Protein identification by spectral networks analysis.

While advances in tandem mass spectrometry (MS/MS) steadily increase the rate of generation of MS/MS spectra, standard algorithmic approaches for peptide identification recently seemed to be reaching the limit on the amount of information that could be extracted from MS/MS spectra. However, a closer look reveals that a common limiting procedure is to analyze each spectrum in isolation, even though high throughput mass spectrometry regularly generates many spectra from related peptides. By capitalizing on this redundancy we show that, similarly to the alignment of protein sequences, unidentified MS/MS spectra can also be aligned for the identification of modified and unmodified variants of the same peptide. Moreover, this alignment procedure can be iterated for the accurate grouping of multiple modification variants of the same peptides.

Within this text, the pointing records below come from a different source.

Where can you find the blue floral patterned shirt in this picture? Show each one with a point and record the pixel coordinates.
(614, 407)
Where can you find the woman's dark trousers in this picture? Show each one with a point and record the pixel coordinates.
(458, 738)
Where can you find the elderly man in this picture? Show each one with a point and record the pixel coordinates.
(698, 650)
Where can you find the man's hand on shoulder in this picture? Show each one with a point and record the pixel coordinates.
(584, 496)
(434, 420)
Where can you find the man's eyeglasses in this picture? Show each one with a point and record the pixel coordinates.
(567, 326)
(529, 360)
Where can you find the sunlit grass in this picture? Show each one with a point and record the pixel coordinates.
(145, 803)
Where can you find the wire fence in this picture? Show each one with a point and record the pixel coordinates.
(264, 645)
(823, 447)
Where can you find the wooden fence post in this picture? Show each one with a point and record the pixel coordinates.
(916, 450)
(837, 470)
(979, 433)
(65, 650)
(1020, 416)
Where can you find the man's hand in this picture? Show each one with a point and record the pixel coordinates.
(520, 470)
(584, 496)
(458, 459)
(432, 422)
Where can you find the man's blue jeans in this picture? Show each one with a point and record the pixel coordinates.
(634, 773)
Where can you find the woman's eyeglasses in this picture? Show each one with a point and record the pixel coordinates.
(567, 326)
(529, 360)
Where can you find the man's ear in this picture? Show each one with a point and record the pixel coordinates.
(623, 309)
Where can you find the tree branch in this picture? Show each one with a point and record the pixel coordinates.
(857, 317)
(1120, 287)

Furthermore, the combination of shotgun proteomics with the alignment of spectra from overlapping peptides led to the development of Shotgun Protein Sequencing - similarly to the assembly of DNA reads into whole genomic sequences, we show that assembly of MS/MS spectra enables the highest ever de novo sequencing accuracy, while recovering nearly complete protein sequences. We further show that shotgun protein sequencing has the potential to overcome the limitations of -current protein sequencing approaches and thus catalyze the otherwise impractical applications of proteomics methodologies in studies of unknown proteins.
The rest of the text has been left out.